Originally Posted by

**pflo** Good start. There are probably simplier ways, but I'm a fan of being systematic. I always want to be dealing with the same angle in all my trig functions. I'd use the double-angle identities for both sine and cosine, then simplify and factor so I could use the zero product property to solve:

$\displaystyle 2\sin{x}\cos{x}+\cos{x}(1-\sin{x}^2)-\sin{x}(2\sin{x}\cos{x})=0$

$\displaystyle \cos{x}(2\sin{x}+1-\sin{x}^2-2\sin{x}^2)=0$

$\displaystyle \cos{x}(2\sin{x}+1-3\sin{x}^2)=0$

Applying the zero product property...

$\displaystyle \cos{x}=0$

$\displaystyle x=\arccos{x}$

$\displaystyle x=\pm\frac{\pi}{2}+2{\pi}k$

and...

$\displaystyle 3\sin{x}^2-s\sin{x}-1=0$

$\displaystyle 3\sin{x}+1=0$ and $\displaystyle \sin{x}-1=0$

Solve these (don't forget that you'll get multiple solutions like above with the cosine - then limit them to your interval).
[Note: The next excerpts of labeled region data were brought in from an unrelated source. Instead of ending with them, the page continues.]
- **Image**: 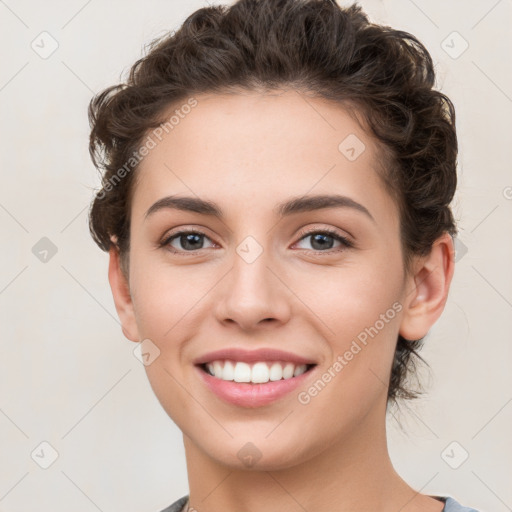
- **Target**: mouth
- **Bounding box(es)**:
[197,359,316,385]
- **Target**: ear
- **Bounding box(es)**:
[399,233,455,340]
[108,241,140,342]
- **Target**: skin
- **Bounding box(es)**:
[109,90,454,512]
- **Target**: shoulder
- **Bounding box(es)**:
[161,495,188,512]
[443,498,478,512]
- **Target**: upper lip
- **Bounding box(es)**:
[194,348,316,364]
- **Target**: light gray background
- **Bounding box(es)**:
[0,0,512,512]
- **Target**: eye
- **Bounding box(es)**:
[161,230,215,253]
[292,229,353,252]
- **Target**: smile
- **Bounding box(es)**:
[202,359,314,384]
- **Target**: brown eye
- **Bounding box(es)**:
[161,231,214,252]
[301,229,352,252]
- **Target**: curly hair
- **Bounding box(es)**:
[89,0,457,403]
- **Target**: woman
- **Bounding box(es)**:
[86,0,473,512]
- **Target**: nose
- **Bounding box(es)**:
[215,244,293,331]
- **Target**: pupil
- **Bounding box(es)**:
[311,233,332,249]
[181,233,201,249]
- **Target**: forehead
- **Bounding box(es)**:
[132,90,396,227]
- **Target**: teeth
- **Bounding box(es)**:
[206,360,307,384]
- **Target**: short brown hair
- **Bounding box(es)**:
[89,0,457,401]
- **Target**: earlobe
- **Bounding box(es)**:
[400,233,455,340]
[108,241,140,342]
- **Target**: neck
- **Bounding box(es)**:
[184,404,443,512]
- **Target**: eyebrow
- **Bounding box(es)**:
[145,194,375,222]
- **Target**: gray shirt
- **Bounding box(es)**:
[162,495,478,512]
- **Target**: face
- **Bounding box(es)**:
[115,87,420,469]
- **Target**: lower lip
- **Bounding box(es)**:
[196,366,314,407]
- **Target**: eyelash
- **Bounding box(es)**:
[160,228,354,255]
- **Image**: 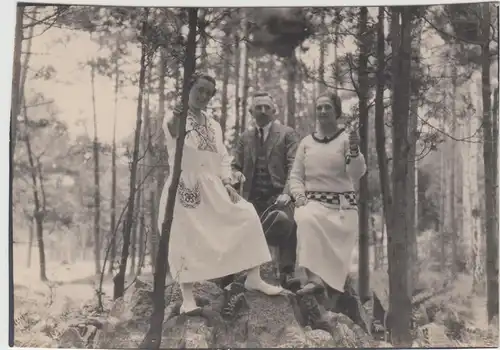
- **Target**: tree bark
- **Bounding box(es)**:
[113,7,149,300]
[240,16,249,133]
[285,50,298,129]
[375,6,392,238]
[23,100,48,281]
[90,62,101,275]
[108,39,120,275]
[481,3,498,321]
[140,7,198,349]
[10,4,23,156]
[388,6,412,347]
[317,9,326,93]
[358,6,370,300]
[234,28,241,140]
[220,25,232,140]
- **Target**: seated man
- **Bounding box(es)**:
[223,92,298,288]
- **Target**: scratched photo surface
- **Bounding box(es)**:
[9,3,499,349]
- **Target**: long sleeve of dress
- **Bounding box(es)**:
[288,140,306,198]
[346,143,366,181]
[213,121,233,182]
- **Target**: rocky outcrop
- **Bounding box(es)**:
[59,266,373,349]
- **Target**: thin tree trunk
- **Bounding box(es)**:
[333,8,342,93]
[220,25,232,140]
[108,39,120,275]
[285,51,297,129]
[234,29,241,140]
[90,62,101,275]
[375,6,392,239]
[240,16,249,133]
[10,4,24,156]
[318,9,326,93]
[482,3,498,321]
[388,6,413,347]
[23,101,47,281]
[406,22,422,296]
[27,218,35,267]
[358,6,370,300]
[113,7,149,300]
[149,48,168,273]
[140,7,198,349]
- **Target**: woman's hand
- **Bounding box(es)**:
[225,185,241,204]
[295,194,307,208]
[167,104,182,137]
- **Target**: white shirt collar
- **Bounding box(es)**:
[256,120,274,140]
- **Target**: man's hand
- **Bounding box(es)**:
[349,131,360,150]
[231,170,246,185]
[295,195,307,208]
[225,185,241,203]
[275,193,292,206]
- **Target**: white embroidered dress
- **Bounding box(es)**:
[158,115,271,283]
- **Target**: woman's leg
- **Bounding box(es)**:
[180,283,198,313]
[245,266,283,295]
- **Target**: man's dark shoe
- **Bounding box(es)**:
[281,272,300,293]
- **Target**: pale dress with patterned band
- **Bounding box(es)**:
[290,130,366,291]
[158,115,271,283]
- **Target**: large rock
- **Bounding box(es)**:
[59,279,371,349]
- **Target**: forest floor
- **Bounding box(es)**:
[13,243,496,347]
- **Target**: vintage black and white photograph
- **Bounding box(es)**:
[5,2,499,349]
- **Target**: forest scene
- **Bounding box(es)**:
[10,3,499,349]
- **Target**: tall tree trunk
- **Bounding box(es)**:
[481,3,498,321]
[285,50,298,129]
[108,39,120,275]
[318,9,326,93]
[388,6,413,347]
[23,100,48,281]
[149,48,168,273]
[240,16,249,133]
[406,22,422,296]
[358,6,370,300]
[90,62,101,275]
[375,6,392,239]
[449,60,461,279]
[220,25,232,140]
[10,4,24,156]
[113,7,149,300]
[234,29,241,140]
[333,8,342,93]
[27,218,35,268]
[198,8,208,72]
[140,7,198,349]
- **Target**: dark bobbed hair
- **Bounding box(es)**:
[315,91,342,118]
[189,73,217,97]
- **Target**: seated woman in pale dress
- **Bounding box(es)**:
[290,93,366,297]
[158,76,283,313]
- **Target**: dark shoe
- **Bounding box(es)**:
[297,282,325,296]
[281,272,300,293]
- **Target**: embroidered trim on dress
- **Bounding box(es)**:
[177,178,201,209]
[306,191,357,206]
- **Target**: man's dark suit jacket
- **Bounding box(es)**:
[231,122,299,199]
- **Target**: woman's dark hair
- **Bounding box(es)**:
[189,73,217,97]
[315,91,342,118]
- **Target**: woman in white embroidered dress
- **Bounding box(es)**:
[158,75,283,313]
[290,93,366,297]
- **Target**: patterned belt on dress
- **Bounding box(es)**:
[306,191,357,206]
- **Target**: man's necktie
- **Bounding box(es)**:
[259,128,264,146]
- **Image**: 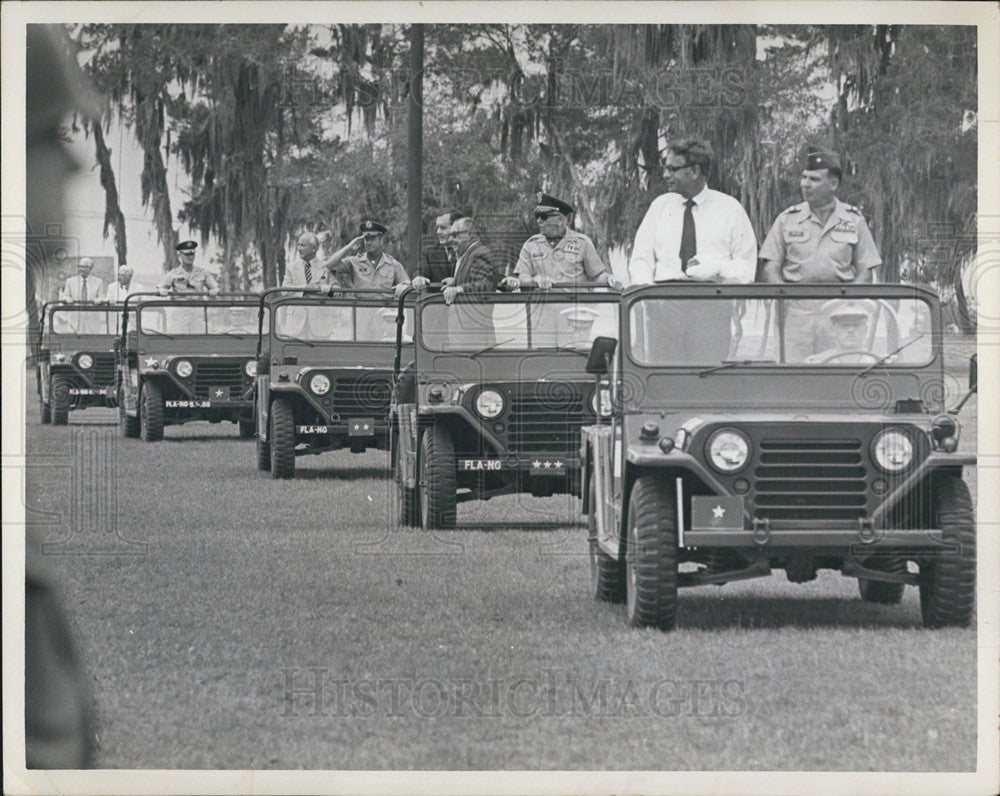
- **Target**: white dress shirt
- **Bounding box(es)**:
[628,187,757,285]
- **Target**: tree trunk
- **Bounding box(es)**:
[90,119,128,265]
[952,263,976,335]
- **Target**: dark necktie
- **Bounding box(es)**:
[680,199,698,273]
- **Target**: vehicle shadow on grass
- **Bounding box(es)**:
[677,592,921,630]
[295,467,392,481]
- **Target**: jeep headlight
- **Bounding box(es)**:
[476,390,503,420]
[590,388,611,417]
[872,428,913,473]
[309,373,330,395]
[705,428,750,473]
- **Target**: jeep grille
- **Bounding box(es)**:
[509,382,593,457]
[194,359,249,399]
[330,372,392,419]
[754,439,867,521]
[84,353,115,387]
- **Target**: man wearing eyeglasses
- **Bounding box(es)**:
[500,193,621,290]
[441,216,496,304]
[628,138,757,285]
[156,240,219,296]
[325,218,410,293]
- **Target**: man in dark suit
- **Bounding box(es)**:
[413,210,462,285]
[442,216,496,304]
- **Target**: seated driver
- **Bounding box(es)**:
[802,299,876,365]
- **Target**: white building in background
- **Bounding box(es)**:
[65,116,218,286]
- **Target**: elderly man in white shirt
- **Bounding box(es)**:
[628,138,757,365]
[628,138,757,285]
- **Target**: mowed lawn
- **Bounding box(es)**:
[21,396,976,771]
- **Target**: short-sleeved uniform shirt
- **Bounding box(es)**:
[332,252,410,290]
[156,265,219,293]
[759,199,882,282]
[514,229,608,282]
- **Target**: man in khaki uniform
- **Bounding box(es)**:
[759,152,882,361]
[326,218,410,292]
[156,240,219,296]
[502,193,621,290]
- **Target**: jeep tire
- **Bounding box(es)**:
[625,475,677,630]
[858,556,906,605]
[49,376,70,426]
[394,429,420,527]
[268,398,295,478]
[139,381,163,442]
[417,423,458,530]
[920,475,976,628]
[587,475,625,603]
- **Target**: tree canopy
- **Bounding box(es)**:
[71,24,977,325]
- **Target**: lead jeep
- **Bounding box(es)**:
[117,293,258,442]
[254,288,409,478]
[35,301,121,426]
[391,285,619,528]
[580,283,976,630]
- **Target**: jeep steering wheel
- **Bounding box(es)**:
[822,348,878,365]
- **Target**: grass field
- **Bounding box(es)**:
[27,392,976,771]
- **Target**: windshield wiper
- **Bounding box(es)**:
[469,337,514,359]
[858,334,926,377]
[698,359,777,379]
[279,337,316,348]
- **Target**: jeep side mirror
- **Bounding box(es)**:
[584,337,618,376]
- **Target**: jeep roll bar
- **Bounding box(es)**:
[121,290,257,348]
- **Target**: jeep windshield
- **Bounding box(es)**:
[419,292,618,356]
[139,304,267,337]
[49,307,121,336]
[274,302,413,343]
[628,293,934,368]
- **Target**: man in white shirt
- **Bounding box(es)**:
[628,138,757,285]
[628,138,757,365]
[104,265,147,304]
[62,257,104,302]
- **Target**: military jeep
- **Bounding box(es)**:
[254,287,408,478]
[35,301,121,426]
[391,285,619,528]
[116,293,258,442]
[580,283,976,630]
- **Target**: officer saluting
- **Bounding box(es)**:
[759,152,882,282]
[326,218,410,290]
[156,240,219,296]
[501,193,621,289]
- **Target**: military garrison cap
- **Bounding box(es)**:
[535,191,575,216]
[805,151,840,174]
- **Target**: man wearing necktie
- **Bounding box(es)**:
[628,138,757,365]
[628,138,757,285]
[62,257,104,301]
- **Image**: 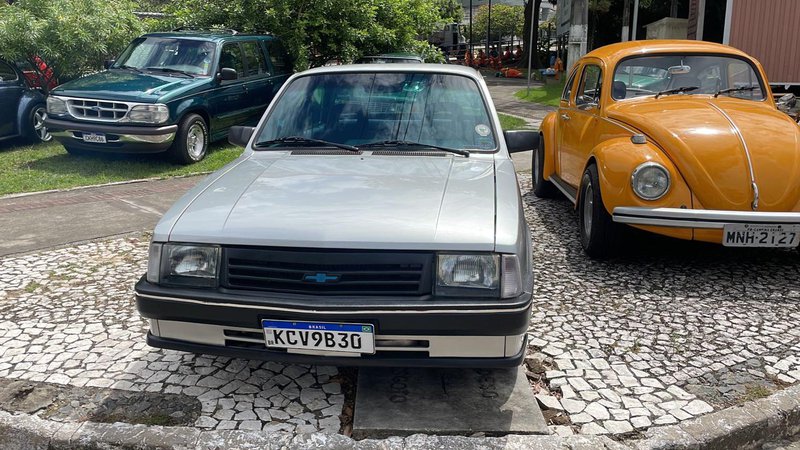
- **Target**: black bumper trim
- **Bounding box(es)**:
[147,332,528,369]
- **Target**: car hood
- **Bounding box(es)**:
[164,151,495,251]
[606,96,800,211]
[53,70,203,103]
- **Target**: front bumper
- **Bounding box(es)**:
[45,118,178,153]
[612,207,800,230]
[135,280,531,367]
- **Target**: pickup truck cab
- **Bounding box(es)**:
[47,29,292,164]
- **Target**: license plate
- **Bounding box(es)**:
[261,320,375,354]
[722,224,800,247]
[83,133,106,144]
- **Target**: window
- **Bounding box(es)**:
[0,61,17,81]
[575,65,603,105]
[219,44,244,78]
[266,39,292,75]
[242,42,267,77]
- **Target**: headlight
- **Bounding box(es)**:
[157,244,220,287]
[47,95,67,116]
[631,162,670,200]
[128,104,169,123]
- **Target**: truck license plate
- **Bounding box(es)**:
[722,223,800,247]
[261,320,375,354]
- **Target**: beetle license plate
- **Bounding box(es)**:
[83,133,106,144]
[261,320,375,354]
[722,224,800,247]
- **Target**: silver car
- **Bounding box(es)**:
[136,64,538,367]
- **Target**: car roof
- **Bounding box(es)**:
[584,39,752,65]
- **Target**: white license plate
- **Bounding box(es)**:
[722,224,800,247]
[83,133,106,144]
[261,320,375,354]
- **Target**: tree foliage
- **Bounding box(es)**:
[168,0,452,69]
[0,0,143,89]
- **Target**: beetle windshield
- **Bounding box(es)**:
[256,72,496,151]
[113,36,216,76]
[611,54,764,100]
Follow the same procedure for this problem. Get all the angles the same in your trig functions, then use the zero product property to solve. With the cosine double-angle identity, use $\displaystyle \cos{2t}=1-2\sin{t}^2$ instead of the other versions so that you'll have something to factor out (the $\displaystyle \sin{x}$) once you get it equal to zero.